On the other hand, bevacizumab biosimilars were used 30% less often by MA members compared with FFS Medicare recipients. The researchers attributed this to a difference in ophthalmic vs. oncologic indications. For ophthalmic prescribing, compounded bevacizumab biosimilars (used as an alternative to ranibizumab) were used 70% less often in MA (based on a <0.1-point difference in marketshare), but for oncologic prescribing, bevacizumab biosimilars were associated with 10% greater use in MA versus FFS (based on 6.9-point difference in marketshare).

These results do raise an interesting point. The pharmaceuticals analyzed in this study are primarily buy-and-bill drugs. It makes sense that given a choice in the FFS reimbursement scheme, providers would favor purchasing the higher-priced originator drug. Medicare Advantage plans, which now cover nearly half of all Medicare beneficiaries, utilize drug formularies to prefer one product over another. In the oncology space in particular, the MA plans (as well commercial health plans) prefer covering biosimilars rather than the reference agents. Since the study was undertaken, the reimbursement rate for biosimilars in Medicare has been increased to the average sales price of the reference product + 8% (from 6%). Has this increased reimbursement offset the buy-and-bill incentive on the part of the physician or provider to purchase the higher cost product in FFS Medicare?

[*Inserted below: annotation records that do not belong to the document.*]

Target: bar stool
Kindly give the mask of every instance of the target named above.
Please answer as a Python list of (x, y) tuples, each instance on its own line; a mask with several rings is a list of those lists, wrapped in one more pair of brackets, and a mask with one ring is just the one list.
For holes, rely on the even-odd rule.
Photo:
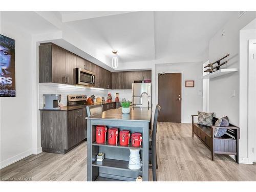
[(87, 105), (86, 106), (86, 111), (87, 111), (87, 116), (90, 117), (92, 115), (97, 114), (103, 112), (103, 105), (95, 104), (92, 105)]
[(157, 121), (158, 120), (158, 116), (159, 111), (161, 110), (161, 107), (157, 104), (156, 106), (156, 111), (155, 111), (155, 115), (154, 116), (153, 127), (151, 130), (149, 130), (149, 152), (148, 155), (150, 159), (151, 159), (152, 166), (149, 167), (152, 168), (153, 181), (157, 181), (157, 173), (156, 169), (158, 168), (157, 165)]

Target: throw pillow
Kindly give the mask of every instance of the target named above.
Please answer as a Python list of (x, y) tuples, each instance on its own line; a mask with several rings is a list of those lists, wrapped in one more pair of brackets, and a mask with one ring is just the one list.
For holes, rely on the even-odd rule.
[(209, 126), (212, 125), (212, 118), (214, 113), (205, 113), (200, 111), (198, 111), (198, 124)]
[[(219, 119), (215, 122), (215, 126), (228, 126), (229, 120), (227, 116), (224, 116)], [(227, 128), (215, 128), (214, 130), (215, 137), (221, 137), (224, 135), (227, 131)]]

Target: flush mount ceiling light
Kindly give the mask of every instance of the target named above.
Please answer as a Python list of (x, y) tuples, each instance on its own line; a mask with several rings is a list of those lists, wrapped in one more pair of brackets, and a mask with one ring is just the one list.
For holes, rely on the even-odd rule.
[(118, 65), (118, 59), (116, 56), (117, 54), (117, 51), (113, 51), (112, 53), (114, 54), (114, 56), (112, 58), (112, 67), (114, 69), (117, 68), (117, 66)]

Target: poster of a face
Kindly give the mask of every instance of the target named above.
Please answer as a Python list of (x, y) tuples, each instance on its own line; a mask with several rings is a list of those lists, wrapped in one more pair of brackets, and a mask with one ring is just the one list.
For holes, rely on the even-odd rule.
[(15, 97), (15, 40), (0, 35), (0, 97)]

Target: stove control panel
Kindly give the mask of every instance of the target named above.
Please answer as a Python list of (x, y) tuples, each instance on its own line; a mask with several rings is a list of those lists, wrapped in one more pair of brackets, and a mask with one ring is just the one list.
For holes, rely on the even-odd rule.
[(68, 102), (86, 101), (87, 96), (84, 95), (69, 95), (67, 96)]

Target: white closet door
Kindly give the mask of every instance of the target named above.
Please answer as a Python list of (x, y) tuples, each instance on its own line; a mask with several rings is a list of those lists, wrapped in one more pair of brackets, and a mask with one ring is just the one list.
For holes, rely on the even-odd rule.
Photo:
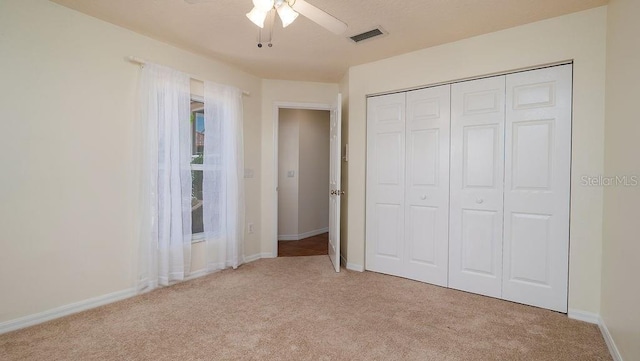
[(567, 312), (571, 65), (507, 75), (503, 298)]
[(407, 93), (405, 277), (447, 285), (450, 85)]
[(449, 287), (501, 296), (505, 77), (451, 86)]
[(367, 101), (365, 266), (403, 275), (405, 93)]

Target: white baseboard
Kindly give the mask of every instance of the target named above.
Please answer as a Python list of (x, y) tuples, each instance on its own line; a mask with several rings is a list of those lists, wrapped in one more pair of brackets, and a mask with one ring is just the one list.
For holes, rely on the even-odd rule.
[(607, 344), (607, 347), (609, 348), (609, 353), (611, 354), (611, 357), (613, 357), (613, 360), (623, 361), (622, 356), (620, 355), (620, 351), (618, 351), (618, 347), (616, 346), (616, 343), (613, 341), (613, 338), (611, 337), (611, 333), (609, 333), (609, 329), (607, 328), (607, 325), (604, 323), (604, 320), (602, 319), (602, 317), (600, 317), (600, 315), (592, 312), (586, 312), (586, 311), (570, 308), (568, 316), (569, 318), (574, 320), (584, 321), (584, 322), (598, 325), (598, 328), (600, 328), (600, 333), (602, 333), (604, 342)]
[(598, 322), (598, 327), (600, 327), (600, 332), (602, 333), (602, 337), (604, 337), (604, 342), (606, 342), (607, 347), (609, 348), (609, 353), (611, 357), (613, 357), (613, 361), (624, 361), (622, 360), (622, 355), (620, 355), (620, 351), (616, 346), (616, 343), (613, 341), (613, 337), (611, 337), (611, 333), (609, 333), (609, 329), (607, 325), (604, 323), (604, 320), (601, 317), (598, 317), (600, 322)]
[(299, 241), (301, 239), (317, 236), (319, 234), (329, 232), (329, 227), (316, 229), (309, 232), (304, 232), (300, 234), (279, 234), (278, 241)]
[(50, 321), (63, 316), (86, 311), (91, 308), (106, 305), (108, 303), (121, 301), (137, 294), (135, 288), (122, 290), (107, 295), (90, 298), (88, 300), (71, 303), (65, 306), (57, 307), (48, 311), (39, 312), (33, 315), (16, 318), (0, 323), (0, 334), (15, 331), (21, 328), (37, 325), (46, 321)]
[(355, 263), (347, 262), (347, 269), (350, 271), (364, 272), (364, 266), (360, 264), (355, 264)]
[[(206, 275), (208, 275), (210, 273), (212, 273), (212, 272), (207, 272), (206, 269), (201, 269), (200, 271), (195, 271), (195, 272), (189, 273), (189, 276), (185, 277), (184, 280), (185, 281), (190, 281), (190, 280), (198, 278), (198, 277), (206, 276)], [(182, 282), (182, 281), (180, 281), (180, 282)]]
[(261, 258), (273, 258), (273, 255), (269, 252), (269, 253), (256, 253), (251, 256), (244, 256), (244, 263), (257, 261)]
[(570, 308), (569, 312), (567, 313), (567, 316), (569, 316), (569, 318), (573, 320), (593, 323), (595, 325), (600, 323), (600, 315), (592, 312), (586, 312), (586, 311)]

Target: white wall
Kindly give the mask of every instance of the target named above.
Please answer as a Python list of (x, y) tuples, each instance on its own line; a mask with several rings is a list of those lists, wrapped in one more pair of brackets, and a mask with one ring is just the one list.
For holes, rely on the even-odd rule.
[[(0, 323), (134, 285), (140, 68), (125, 57), (249, 91), (245, 164), (259, 170), (254, 76), (42, 0), (0, 1), (0, 53)], [(260, 181), (246, 179), (249, 222)], [(260, 252), (259, 234), (245, 250)]]
[(286, 80), (262, 81), (262, 179), (261, 179), (261, 226), (263, 256), (277, 255), (276, 214), (276, 165), (274, 139), (277, 124), (277, 104), (315, 103), (330, 105), (335, 102), (338, 84), (297, 82)]
[(423, 49), (349, 70), (348, 262), (364, 265), (366, 96), (509, 70), (574, 61), (569, 308), (598, 313), (606, 7)]
[[(608, 7), (606, 176), (640, 177), (640, 2)], [(596, 174), (597, 175), (597, 174)], [(604, 190), (601, 316), (623, 360), (640, 360), (640, 185)]]
[[(342, 94), (342, 155), (345, 155), (345, 146), (349, 143), (349, 72), (345, 73), (339, 84)], [(344, 194), (340, 196), (340, 256), (342, 260), (348, 259), (349, 249), (349, 167), (348, 158), (341, 158), (340, 182)], [(344, 262), (343, 262), (344, 263)], [(347, 266), (346, 264), (344, 265)]]
[(300, 120), (298, 232), (329, 228), (329, 111), (294, 110)]
[(293, 110), (282, 109), (278, 124), (278, 239), (299, 233), (299, 144), (300, 121)]

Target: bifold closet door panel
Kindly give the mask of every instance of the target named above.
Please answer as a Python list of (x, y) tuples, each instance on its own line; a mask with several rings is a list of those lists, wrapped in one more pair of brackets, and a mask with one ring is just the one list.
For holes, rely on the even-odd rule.
[(501, 296), (505, 77), (451, 86), (449, 287)]
[(507, 75), (503, 298), (567, 312), (572, 66)]
[(405, 277), (447, 286), (450, 85), (407, 93)]
[(405, 93), (367, 100), (366, 269), (404, 277)]

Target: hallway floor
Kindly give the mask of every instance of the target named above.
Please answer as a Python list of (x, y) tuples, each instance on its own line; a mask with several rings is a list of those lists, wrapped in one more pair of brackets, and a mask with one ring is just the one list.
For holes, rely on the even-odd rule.
[(329, 254), (329, 233), (299, 241), (278, 241), (278, 257), (321, 256), (325, 254)]

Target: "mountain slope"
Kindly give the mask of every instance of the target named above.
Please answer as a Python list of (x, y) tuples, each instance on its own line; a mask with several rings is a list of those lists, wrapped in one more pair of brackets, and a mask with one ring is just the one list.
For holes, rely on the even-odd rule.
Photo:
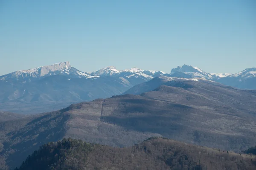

On December 26, 2023, Coherus Biosciences announced the end of its long journey to bring competition to the full pegfilgrastim product line. The FDA has approved its on-body injection formulation to compete with Amgen’s Neulasta OnPro^®.

In Coherus’ press release, Danny Lanfear, CEO, stated, “The on-body injector for Udenyca is the result of years of significant investment in research and development to bring forward a novel and proprietary on-body device that provides patients with an automatic delivery option for their medication. Cancer patients and their physicians will now be able to choose the Udenyca administration presentation that best fits their individual needs: a prefilled syringe, our autoinjector, or this on-body injector.”

Udenyca Onbody uses a proprietary injector; this device is not considered a “biosimilar” of OnPro, even though Udenyca is biosimilar to Neulasta. Coherus believes that its own on-body injector will be as well accepted as OnPro, and is in some ways able to provide a better patient experience.

Coherus said that marketing of the on-body injector will begin in the first quarter of 2024. Despite the approval of the first pegfilgrastim biosimilars in 2018, Neulasta OnPro still retains the greatest marketshare, with slightly less than half of the overall category utilization. With this approval, Coherus has the opportunity to be the first to challenge Amgen for dominance in the category. Udenyca, Fulphila^®, Ziextenzo^®, and Neulasta have approximately equal shares of the prefilled syringe market.